Cataract surgery in patients with a history of corneal refractive surgery (i.e. RK, Lasik, PRK).
The surgical procedure in these patients is identical to all cataract procedures, but the refractive outcome, focusing ability without glasses, is much less predictable.
The calculations to determine the proper IOL power in these patients is much less accurate than in patients with no history of corneal refractive surgery.
The calculation of IOL power in part depends on the shape of the corneal surface, measured by keratometry.
Keratometry measurements combined with other parameters, i.e., length of eye, are designed to give the patient 20/20 vision at a specific working distance. Various formulas are available for this purpose (see “lens calculators”).
Corneas with no history of refractive surgery have a fairly uniform, central curvature (power) in contrast to post refractive surgery corneas where the corneal power has more variability making the effective corneal power calculation much less accurate.
The second major source of error in the accuracy of the power of the IOL is the “effective lens position” (ELP). This variability is the same for all patients, with or without corneal refractive surgery. The ELP is the final distance between the cornea and the implant after healing is complete, approximately 2 months. The behavior, contraction, fibrosis, of the lens capsule (remaining part of the original cataract) determines the ELP and may vary from patient to patient and is not totally predictable prior to surgery.
The ELP can be approximated based on the specific IOL design and from historical data about this distance. So in patients with previous corneal refractive surgery, the ELP uncertainty adds to the corneal power uncertainty as far as the final errors in refractive, focusing outcome.
In addition to traditional refractive surprises that may cause problems with premium IOL patients, a significant number of patients are also dissatisfied after newly developed multifocal IOL implants which is limiting the use of this type of premium lens by cataract surgeons. In addition to even small residual refractive errors in these patients, the reasons for dissatisfaction among these patients also include, but are not limited to, intolerance of this new optical system (halos, glare, lack of neuroadaptation). In addition, over time, the possible development of unrelated retinal or optic nerve disease make this optical system undesirable.

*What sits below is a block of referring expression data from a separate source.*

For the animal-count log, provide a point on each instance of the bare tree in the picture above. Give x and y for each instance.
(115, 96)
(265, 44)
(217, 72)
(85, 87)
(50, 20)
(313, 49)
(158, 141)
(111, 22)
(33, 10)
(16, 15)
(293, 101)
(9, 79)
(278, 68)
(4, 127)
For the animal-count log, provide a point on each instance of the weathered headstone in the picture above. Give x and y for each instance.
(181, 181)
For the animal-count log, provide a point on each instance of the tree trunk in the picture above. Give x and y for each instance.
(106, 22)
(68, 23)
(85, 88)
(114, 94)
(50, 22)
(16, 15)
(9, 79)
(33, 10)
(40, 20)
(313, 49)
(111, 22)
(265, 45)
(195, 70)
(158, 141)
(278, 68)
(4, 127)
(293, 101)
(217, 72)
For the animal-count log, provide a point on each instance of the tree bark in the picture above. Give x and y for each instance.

The solutions that may work for refractive surprises alone such as limbal incisions or laser touch-ups won’t work for most of these patients.
However, these issues can be addressed by an IOL explantation and replacement with a different type of optic, but surgeons face a dilemma in deciding on the timing of the second surgery. On the one hand, if the exchange is done too early, patients may not have had enough time to adapt to the multifocal implant. On the other hand, if the exchange is done too late, the exchange procedure becomes more difficult with an increased risk of complication.

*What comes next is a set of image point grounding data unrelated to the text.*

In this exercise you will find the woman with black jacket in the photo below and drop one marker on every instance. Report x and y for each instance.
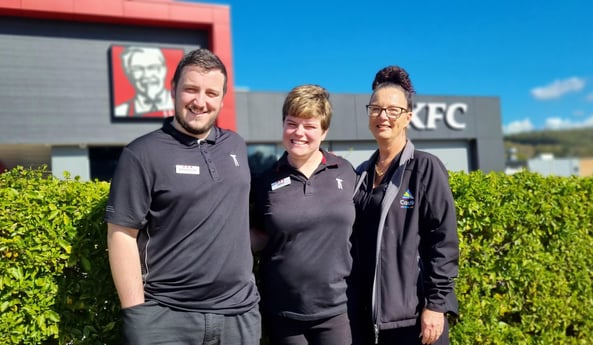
(405, 243)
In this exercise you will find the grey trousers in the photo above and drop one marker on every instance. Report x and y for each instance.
(154, 324)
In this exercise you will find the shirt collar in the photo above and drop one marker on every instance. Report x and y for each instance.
(188, 139)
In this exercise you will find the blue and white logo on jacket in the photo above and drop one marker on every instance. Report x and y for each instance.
(407, 200)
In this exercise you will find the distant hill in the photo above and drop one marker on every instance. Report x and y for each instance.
(562, 143)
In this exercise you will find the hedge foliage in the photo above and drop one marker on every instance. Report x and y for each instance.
(55, 283)
(526, 269)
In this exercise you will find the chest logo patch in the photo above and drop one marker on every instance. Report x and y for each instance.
(187, 169)
(234, 157)
(407, 200)
(280, 183)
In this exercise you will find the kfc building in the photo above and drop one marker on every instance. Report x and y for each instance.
(80, 79)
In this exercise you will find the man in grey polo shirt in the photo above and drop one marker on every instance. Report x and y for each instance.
(178, 223)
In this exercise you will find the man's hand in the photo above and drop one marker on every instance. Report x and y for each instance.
(432, 326)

All of these potential errors can be corrected after the primary cataract procedure if the primary surgery utilized the Precisight® lens system. This correction involves replacing the front lens element with a new front lens based on the final refractive, focusing, outcome surgical procedure. This enhancement procedure would also be applicable to patient dissatisfaction, lack of neuro-adaption, to the optical system used in the primary surgery (monovision). The enhancement procedure utilizes the same surgical incision as was used in the primary surgery, and does not change the ELP. Therefore, the refraction at the time of enhancement represents the only variable and therefore the enhancement outcome should be extremely accurate, predictable.
The Precisight® IOL system, with its exclusive docking station technology, allows partial IOL exchange without any time limits since only the front optic is removed and exchanged. Time, healing, does not affect the difficulty of this exchange procedure. IVO is currently working on a multifocal front optic, in order to help surgeons to allow their patient implanted with multifocal IOL to have several safe surgical alternatives at any postoperative time interval.